After 10 years of iPhone, it is the beginning of the end of smartphones?

If you worked in mobile a decade ago in 2007, the launch of the iPhone felt like all your Christmases had come all at once. It wasn’t really a phone; the iPhone was form and function from the future.

The iPhone promised us so much. And, just under a decade later in July 2016, the billionth iPhone was sold, no doubt the ultimate proof of the power of that promise.

In truth, the iPhone was a pretty poor telephone for a while; indeed, its ability to make and receive calls and its “iPhone” name felt like bread crumbs designed to get you to buy a hand-sized computer and put it in your pocket, not sit it on your desk.

And mobile display advertising was also only fractionally less rubbish when experienced on an iPhone versus on other mobile devices with their teeny tiny screens. But goodness, no-one outside marcomms cared. The arrival of the device was a flashpoint moment in culture, ushering in an era that saw ‘mobile technology’ move from geekdom to mainstream adoption; and appreciation of user experience and UI move out of design forums and into common parlance.

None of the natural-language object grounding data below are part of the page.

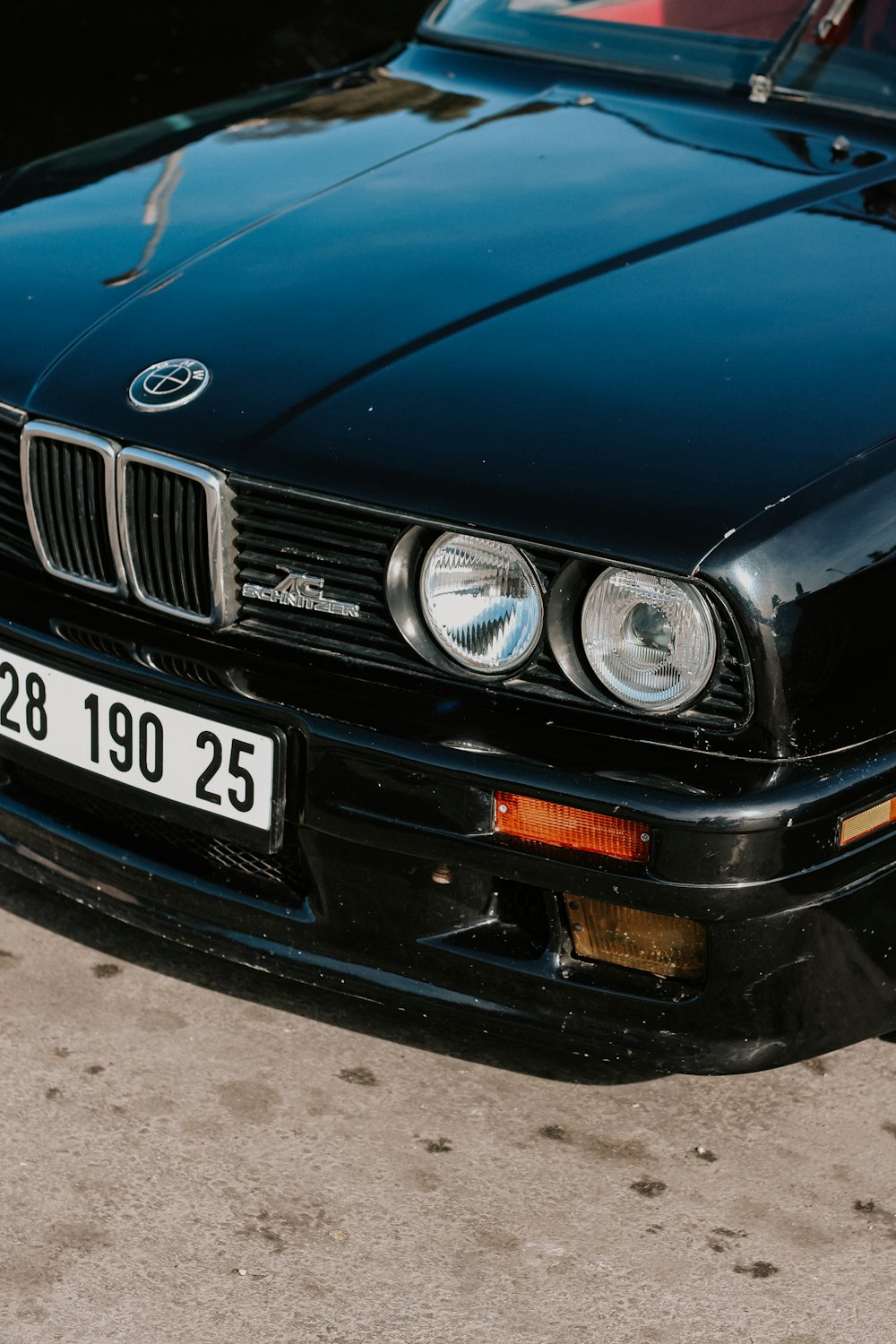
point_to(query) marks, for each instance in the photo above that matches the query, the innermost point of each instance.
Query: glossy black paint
(643, 325)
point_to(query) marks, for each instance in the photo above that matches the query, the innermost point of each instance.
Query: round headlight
(481, 601)
(651, 642)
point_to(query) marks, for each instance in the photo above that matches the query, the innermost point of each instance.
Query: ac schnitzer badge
(303, 591)
(169, 383)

Then, as the expression “there’s an app for that” took hold and mobile usage spiked, entire industries were aided and abetted by the uptake of the iPhone and its smartphone rivals. With each new release, every social platform and every mobile game had the opportunity to speed up and increase capacity. A virtuous circle ensued as the decade passed, increasing smartphone usage to the insanely high levels of today.

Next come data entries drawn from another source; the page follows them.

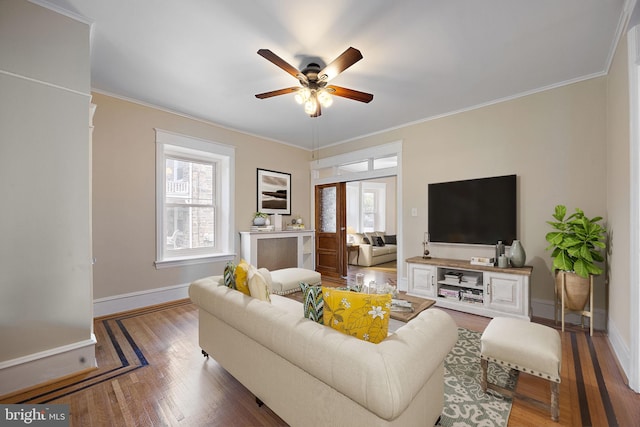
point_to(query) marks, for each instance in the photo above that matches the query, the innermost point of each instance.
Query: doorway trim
(327, 171)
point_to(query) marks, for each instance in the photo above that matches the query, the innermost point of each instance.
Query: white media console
(477, 289)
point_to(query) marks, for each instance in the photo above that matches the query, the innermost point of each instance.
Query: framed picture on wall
(274, 192)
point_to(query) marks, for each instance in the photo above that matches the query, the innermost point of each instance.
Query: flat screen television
(475, 211)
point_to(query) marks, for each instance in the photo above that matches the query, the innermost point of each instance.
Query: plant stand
(560, 304)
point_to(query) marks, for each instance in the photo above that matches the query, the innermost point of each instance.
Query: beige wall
(46, 320)
(124, 239)
(618, 185)
(555, 141)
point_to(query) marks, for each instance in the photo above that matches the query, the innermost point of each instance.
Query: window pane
(354, 167)
(189, 227)
(385, 162)
(328, 217)
(368, 202)
(189, 182)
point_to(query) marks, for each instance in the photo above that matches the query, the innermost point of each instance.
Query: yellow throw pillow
(365, 316)
(242, 282)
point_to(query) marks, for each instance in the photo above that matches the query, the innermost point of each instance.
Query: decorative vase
(517, 255)
(576, 290)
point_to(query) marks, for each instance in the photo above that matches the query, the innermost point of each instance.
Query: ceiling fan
(314, 91)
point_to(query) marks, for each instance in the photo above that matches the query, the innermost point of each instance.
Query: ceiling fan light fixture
(302, 95)
(324, 98)
(310, 106)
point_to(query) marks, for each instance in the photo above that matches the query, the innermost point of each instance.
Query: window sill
(181, 262)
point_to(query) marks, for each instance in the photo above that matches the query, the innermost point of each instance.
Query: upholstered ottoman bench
(287, 280)
(526, 347)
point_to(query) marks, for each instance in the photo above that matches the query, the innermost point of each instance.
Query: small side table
(351, 248)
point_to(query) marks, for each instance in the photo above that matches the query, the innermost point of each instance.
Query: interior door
(330, 226)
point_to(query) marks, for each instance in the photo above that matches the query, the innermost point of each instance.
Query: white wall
(46, 320)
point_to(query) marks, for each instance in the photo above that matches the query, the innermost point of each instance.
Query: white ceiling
(422, 59)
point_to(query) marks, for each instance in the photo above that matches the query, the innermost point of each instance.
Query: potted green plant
(576, 243)
(260, 218)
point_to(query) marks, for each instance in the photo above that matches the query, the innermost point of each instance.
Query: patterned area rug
(464, 402)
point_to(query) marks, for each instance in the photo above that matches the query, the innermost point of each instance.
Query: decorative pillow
(229, 276)
(357, 238)
(371, 237)
(241, 275)
(378, 240)
(364, 316)
(312, 302)
(258, 286)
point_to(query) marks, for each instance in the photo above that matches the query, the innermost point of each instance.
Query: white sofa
(312, 375)
(369, 254)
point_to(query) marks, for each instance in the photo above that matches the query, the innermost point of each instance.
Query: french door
(331, 218)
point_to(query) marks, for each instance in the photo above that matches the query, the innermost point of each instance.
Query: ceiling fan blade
(350, 93)
(277, 92)
(341, 63)
(276, 60)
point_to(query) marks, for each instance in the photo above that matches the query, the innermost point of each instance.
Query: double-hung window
(194, 184)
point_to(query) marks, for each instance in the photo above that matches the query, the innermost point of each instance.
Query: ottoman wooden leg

The design of the Apple device unquestionably helped fuel that response. Its carefully proportioned weight and the feel of the screen under your fingertips. The gestural and voice UI that quickly eschewed skeuomorphic design and just felt intuitive. Even the stuttery, early geo-location capabilities felt like technology as magic.

Fast forward ten years, the iPhone is a sleeker, faster, more powerful, smaller-then-got-larger-again version of its forefather. Along with its Android OS competitors, the iPhone is ubiquitous and omnipresent in the lives of its owners.

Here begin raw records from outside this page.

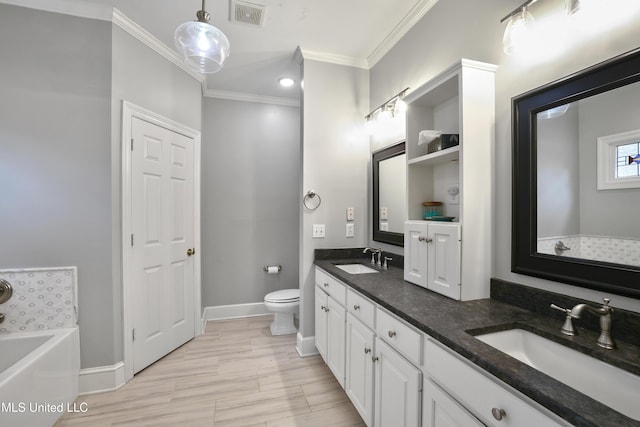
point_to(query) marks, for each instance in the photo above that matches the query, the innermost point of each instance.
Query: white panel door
(321, 322)
(162, 217)
(415, 257)
(444, 259)
(336, 325)
(398, 386)
(441, 410)
(359, 367)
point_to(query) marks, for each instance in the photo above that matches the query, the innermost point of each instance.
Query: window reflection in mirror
(389, 194)
(579, 145)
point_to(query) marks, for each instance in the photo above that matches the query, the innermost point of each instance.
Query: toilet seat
(283, 296)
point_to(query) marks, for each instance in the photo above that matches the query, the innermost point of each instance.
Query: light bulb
(518, 32)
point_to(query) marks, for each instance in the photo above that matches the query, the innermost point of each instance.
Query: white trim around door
(129, 111)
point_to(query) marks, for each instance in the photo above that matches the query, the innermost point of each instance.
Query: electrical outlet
(350, 214)
(350, 230)
(318, 231)
(384, 213)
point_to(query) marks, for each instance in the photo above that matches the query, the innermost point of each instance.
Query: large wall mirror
(576, 178)
(389, 167)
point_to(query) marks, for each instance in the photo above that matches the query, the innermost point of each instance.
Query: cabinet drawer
(401, 336)
(333, 287)
(480, 394)
(361, 307)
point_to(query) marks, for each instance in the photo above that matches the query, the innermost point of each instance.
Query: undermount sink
(356, 268)
(605, 383)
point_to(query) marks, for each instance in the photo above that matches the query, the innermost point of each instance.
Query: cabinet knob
(498, 414)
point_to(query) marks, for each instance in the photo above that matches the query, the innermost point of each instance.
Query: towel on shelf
(426, 136)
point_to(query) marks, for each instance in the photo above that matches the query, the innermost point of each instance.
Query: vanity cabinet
(456, 393)
(359, 369)
(398, 386)
(460, 100)
(330, 322)
(432, 256)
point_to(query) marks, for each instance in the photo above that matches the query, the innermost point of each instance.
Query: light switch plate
(318, 231)
(350, 214)
(350, 230)
(384, 213)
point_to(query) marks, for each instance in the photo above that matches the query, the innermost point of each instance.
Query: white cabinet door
(440, 410)
(443, 270)
(336, 325)
(398, 387)
(415, 254)
(359, 369)
(321, 322)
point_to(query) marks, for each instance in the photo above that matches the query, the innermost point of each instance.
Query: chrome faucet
(373, 255)
(604, 340)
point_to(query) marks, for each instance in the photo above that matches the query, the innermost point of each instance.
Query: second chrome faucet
(604, 340)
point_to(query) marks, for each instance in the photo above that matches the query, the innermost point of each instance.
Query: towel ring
(311, 195)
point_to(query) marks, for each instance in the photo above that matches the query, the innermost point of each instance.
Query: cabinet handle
(498, 414)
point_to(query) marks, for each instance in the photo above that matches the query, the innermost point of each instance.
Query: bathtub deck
(236, 374)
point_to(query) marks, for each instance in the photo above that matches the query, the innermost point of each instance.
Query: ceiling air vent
(247, 13)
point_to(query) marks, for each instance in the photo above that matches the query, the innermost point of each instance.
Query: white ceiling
(349, 32)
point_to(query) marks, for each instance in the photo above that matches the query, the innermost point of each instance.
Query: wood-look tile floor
(235, 374)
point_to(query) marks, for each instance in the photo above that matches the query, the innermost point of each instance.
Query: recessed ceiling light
(286, 81)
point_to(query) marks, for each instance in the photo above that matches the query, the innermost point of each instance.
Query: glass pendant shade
(518, 32)
(203, 47)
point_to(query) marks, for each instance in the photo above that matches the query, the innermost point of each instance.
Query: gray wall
(60, 131)
(431, 46)
(334, 163)
(559, 175)
(55, 165)
(250, 199)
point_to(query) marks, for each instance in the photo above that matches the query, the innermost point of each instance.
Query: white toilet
(284, 304)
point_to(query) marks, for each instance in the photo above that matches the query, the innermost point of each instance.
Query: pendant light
(203, 47)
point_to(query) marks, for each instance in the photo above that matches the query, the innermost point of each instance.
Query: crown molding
(122, 21)
(416, 14)
(332, 58)
(81, 9)
(249, 97)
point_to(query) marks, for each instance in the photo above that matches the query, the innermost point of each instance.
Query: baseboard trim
(234, 311)
(101, 379)
(306, 346)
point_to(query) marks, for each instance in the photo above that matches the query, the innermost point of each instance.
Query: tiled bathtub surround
(597, 248)
(43, 298)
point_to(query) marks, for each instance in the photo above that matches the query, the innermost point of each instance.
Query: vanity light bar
(518, 9)
(388, 103)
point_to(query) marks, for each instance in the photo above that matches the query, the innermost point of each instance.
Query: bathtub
(39, 374)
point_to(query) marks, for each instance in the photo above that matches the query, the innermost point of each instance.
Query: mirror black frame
(616, 278)
(389, 237)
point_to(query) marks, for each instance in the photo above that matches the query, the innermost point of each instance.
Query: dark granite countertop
(450, 321)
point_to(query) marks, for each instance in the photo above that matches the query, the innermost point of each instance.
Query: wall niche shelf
(459, 100)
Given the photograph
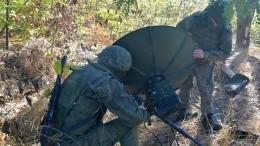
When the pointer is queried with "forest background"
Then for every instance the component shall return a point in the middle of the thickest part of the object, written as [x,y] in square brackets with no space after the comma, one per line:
[33,33]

But, inevitably, I wonder for how much longer this will be the case.

With the advent of AI, our addiction to screens of all sizes looks under threat in the longer term. Wearables are one obvious alternative, but when the very fabric of a wall you wander past is capable of reading your data and serving up answers to questions you barely knew you wanted to ask, that is an altogether different kind of interaction. Whilst it’s premature to think this, once there is a viable alternative, I suspect we will drop our handheld device with its clunky, fragile physicality like a hot coal.

Goodbye smashed iPhone screen, hello intelligent voice assistant.

Right now in my household, Alexa is answering the umpteenth request from my daughter to “tell us a joke”; entertaining but hardly taxing. Rest assured, she is listening and learning behind the scenes though. Reading streams of data. Connecting the binary dots. Making herself indispensable.

Apple will fight back. It will keep finding ways to bring extraordinarily designed interfaces and products that become habitual parts of our lives. The iPhone was the perfect Apple product both in concept and design in that sense: an upgrade on an understood and familiar tool, in a package that surprised and delighted.

A technological sheep in wolf’s clothing that went on to change our lives.

Perhaps the next generation Siri in development at Apple will emerge this year and take the driving seat. One thing is for sure, ten years after the introduction of the iPhone, it’s time to move the game on again.

 

By Wendy Hooper, Commercial Director at Brightsparks.